Now suppose X = ( X1 + X2 ) / 2, where X1 and X2 are independent and  P ( Xi = 1 ) = p,   and   P ( Xi = 0 ) = 1 − p  where i can be 1 or 2. (a) Derive E( X ).(b) Derive var( X ).

(a) Derive E(X)

The expected value E(X) of a random variable X is the sum of the product of each outcome and its probability.

Given X = (X1 + X2) / 2, we can find E(X) by finding the expected values of X1 and X2 and then averaging them, since X1 and X2 are independent.

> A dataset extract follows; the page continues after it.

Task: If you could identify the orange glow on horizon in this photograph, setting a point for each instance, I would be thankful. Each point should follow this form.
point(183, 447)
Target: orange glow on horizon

E(X1) = 1p + 0(1-p) = p E(X2) = 1p + 0(1-p) = p

So, E(X) = (E(X1) + E(X2)) / 2 = (p + p) / 2 = p

(b) Derive var(X)

The variance var(X) of a random variable X measures how spread out the numbers are from their expected value.

Given X = (X1 + X2) / 2, we can find var(X) by finding the variances of X1 and X2 and then averaging them, since X1 and X2 are independent.

var(X1) = E(X1^2) - (E(X1))^2 = [1^2p + 0^2(1-p)] - p^2 = p - p^2 var(X2) = E(X2^2) - (E(X2))^2 = [1^2p + 0^2(1-p)] - p^2 = p - p^2

So, var(X) = (var(X1) + var(X2)) / 2^2 = (p - p^2 + p - p^2) / 4 = (2p - 2p^2) / 4 = p/2 - p^2/2

Therefore, E(X) = p and var(X) = p/2 - p^2/2.